Professor Chew begins by providing advice on choosing what authority to cite and how many authorities to cite. She then provides guidance on writing the citation itself—choosing the citation placement, signal, and parenthetical content. As Professor Chew explains, these decisions should not be based on the Bluebook (or any other citation guide). Instead, they “should be driven by your understanding of the prose and its substantive relationship to the cited authority.” Finally, she provides advice on how to tie together the prose and the citations, i.e. how to identify the bumpy or presumptuous citations (which might also be signs of other writing problems) so that you can fix them.
There is one legal writing style expert who does provide guidance about citations—Bryan Garner. But the guidance that he provides isn’t about how to make in-line citations stylish because he views citations as “impediments to stylish legal writing.” Instead, Garner argues that writers should use footnotes instead of in-line citations.
Professor Chew rejects Garner’s critique of in-line citations because it is based on “the premise that writers aren’t up to the challenge of skillfully incorporating citations into their texts in a way that readers can follow.” Using footnotes may avoid some citation problems and may eliminate visual clutter, making it easier for writers to spot poorly written prose. However, it creates other writing problems. Even if citations are moved to footnotes, legal readers can’t ignore them because the citations convey necessary information about the authority that supports the assertions in the text.
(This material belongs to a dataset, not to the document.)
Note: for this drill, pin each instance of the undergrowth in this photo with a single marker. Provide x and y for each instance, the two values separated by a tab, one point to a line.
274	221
As Justice Scalia, Garner’s co-author, noted, moving citations to the footnotes thus “forces the reader’s “eyes to bounce repeatedly from text to footnote.” And weaving the details from the citations (such as the case name, court, and date) into the text might solve that problem but creates a new one in that it overemphasizes information that often isn’t worth emphasizing and makes the prose more awkward.
Instead, Professor Chew encourages legal writers to embrace in-line citations. In-line citations give the reader control over how much attention they pay to the citations by skimming them over or reading them in more detail. In general, readers pay less attention to citations than they do to prose, and this allows citations to be placed “right next to the propositions they support, at the reader’s point of need.” As a result, “in-line citations can convey information ‘almost subliminally’ as readers’ eyes speed across them.”
Professor Chew’s article fills an often-overlooked gap in the legal style literature, and it does so in a practical way. I encourage students, professors, and practitioners to read Professor Chew’s article for more detail, especially the “how tos” of making citations more stylish. I didn’t need much convincing about the importance of citation to legal writing, but Professor Chew’s article still made me think more deliberately about the role that citations play in good legal writing. And for those of you who teach legal writing (whether first-year or upper level), her article also makes the case for better integrating citations into the legal writing curriculum. Finally, if, like me, you can’t get enough of Professor Chew’s writing on citations, don’t miss her Citation Literacy article.